When a packet is submitted to the Data Sender, the Data Sender checks the packet queue length. If the packet queue length is less than a predetermined threshold, but not zero, the Data Sender makes no change to the packet generation interval. If the queue length is above the predetermined threshold but below a second threshold, the Data Sender reduces the interval parameter by a multiplying factor, which may be referred to as a slow-down factor, conveyed to the Scheduler. If the queue length is above the second predetermined threshold, the interval parameter is set to a maximum value, whereby the Scheduler becomes idle. In one embodiment, the second threshold is defined as three times the first threshold. If on the other hand the Data Sender detects a zero-length queue, the interval parameter is reset to an initial value.

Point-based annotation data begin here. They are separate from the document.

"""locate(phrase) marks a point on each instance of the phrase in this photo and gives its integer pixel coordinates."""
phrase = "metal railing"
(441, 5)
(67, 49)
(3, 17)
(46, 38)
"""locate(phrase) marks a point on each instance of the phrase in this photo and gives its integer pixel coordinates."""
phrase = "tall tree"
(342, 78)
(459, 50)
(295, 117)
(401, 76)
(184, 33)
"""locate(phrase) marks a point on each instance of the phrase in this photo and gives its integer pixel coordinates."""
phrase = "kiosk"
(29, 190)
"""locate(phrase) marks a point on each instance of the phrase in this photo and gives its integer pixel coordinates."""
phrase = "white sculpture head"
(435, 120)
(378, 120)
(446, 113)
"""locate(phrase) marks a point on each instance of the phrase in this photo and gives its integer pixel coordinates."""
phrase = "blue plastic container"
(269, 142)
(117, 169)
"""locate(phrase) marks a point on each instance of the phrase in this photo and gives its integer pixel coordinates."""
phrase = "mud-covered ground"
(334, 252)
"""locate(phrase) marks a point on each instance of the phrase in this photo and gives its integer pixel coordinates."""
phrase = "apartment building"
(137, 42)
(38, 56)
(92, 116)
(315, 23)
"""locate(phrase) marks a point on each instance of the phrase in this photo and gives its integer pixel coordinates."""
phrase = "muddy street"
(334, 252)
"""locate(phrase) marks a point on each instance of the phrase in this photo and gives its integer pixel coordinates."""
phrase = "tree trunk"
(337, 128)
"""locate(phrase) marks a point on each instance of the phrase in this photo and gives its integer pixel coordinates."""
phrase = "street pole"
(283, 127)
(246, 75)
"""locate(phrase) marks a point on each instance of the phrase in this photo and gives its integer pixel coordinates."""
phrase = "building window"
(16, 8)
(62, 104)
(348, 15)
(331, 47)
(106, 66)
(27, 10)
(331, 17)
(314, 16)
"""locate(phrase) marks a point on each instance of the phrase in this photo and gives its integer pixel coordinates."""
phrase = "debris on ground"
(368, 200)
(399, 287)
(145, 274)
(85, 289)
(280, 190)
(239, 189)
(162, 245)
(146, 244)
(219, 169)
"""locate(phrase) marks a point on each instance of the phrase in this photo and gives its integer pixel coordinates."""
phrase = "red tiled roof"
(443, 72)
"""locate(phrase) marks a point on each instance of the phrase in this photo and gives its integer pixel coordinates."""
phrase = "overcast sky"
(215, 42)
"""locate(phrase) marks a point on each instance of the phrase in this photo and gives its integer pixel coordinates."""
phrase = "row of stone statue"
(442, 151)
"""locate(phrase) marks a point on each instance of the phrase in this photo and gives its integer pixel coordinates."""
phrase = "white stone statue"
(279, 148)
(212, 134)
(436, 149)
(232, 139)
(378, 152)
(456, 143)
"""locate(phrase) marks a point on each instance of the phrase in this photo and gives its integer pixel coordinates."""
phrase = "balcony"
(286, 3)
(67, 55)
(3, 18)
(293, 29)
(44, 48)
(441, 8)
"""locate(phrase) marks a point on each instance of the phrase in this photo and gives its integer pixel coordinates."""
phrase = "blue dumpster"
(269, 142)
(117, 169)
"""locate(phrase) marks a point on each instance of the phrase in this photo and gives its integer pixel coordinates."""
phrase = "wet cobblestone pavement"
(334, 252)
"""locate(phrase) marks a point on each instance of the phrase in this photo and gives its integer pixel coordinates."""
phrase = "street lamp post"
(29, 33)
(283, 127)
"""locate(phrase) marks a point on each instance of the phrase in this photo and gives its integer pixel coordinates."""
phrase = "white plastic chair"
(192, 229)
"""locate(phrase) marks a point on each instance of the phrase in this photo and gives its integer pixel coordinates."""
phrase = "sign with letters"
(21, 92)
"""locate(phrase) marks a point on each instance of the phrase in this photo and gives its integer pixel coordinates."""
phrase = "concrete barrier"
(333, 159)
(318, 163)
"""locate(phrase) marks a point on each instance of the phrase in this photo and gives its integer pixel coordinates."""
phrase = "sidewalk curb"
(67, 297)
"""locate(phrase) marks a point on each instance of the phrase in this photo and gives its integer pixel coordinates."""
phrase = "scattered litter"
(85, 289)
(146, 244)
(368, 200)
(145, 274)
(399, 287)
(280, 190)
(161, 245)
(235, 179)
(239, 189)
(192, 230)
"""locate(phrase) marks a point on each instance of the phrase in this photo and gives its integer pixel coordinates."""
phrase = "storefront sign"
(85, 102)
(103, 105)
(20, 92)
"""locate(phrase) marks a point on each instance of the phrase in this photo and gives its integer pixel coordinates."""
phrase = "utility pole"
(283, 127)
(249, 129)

These and other examples of the invention illustrated above are intended by way of example and the actual scope of the invention is to be limited solely by the scope and spirit of the following claims.

Claims

1. A system for dynamically streaming scalable media content between a server and a playback device, the media being comprised of temporally sequential data packets, each packet being comprised of temporally sequential frames and each frame being comprised of layers including a base layer and plural enhancement layers, the system comprising:

a player interface for exchanging streaming commands and responses with the player;

a file reader for accessing a media file and for associating frame and sub-frame indexing information with the media file;

a feedback processor for receiving feedback from the playback device and for estimating network throughput between the server and the playback device on the basis of the feedback;

a scheduler for receiving the estimated network throughput from the feedback processor, for determining, according to a predefined algorithm, the media file content of successive packets, and for scheduling the temporal interval between instances of packet departure to the playback device; and

a data sender for writing packets to a network socket for delivery to the playback device.

2. The system of claim 1, wherein the feedback processor and the data sender are realized as a single module.

3. The system of claim 1, wherein the feedback received by the feedback processor is characteristic of the number of packets queued in a playback device receive buffer.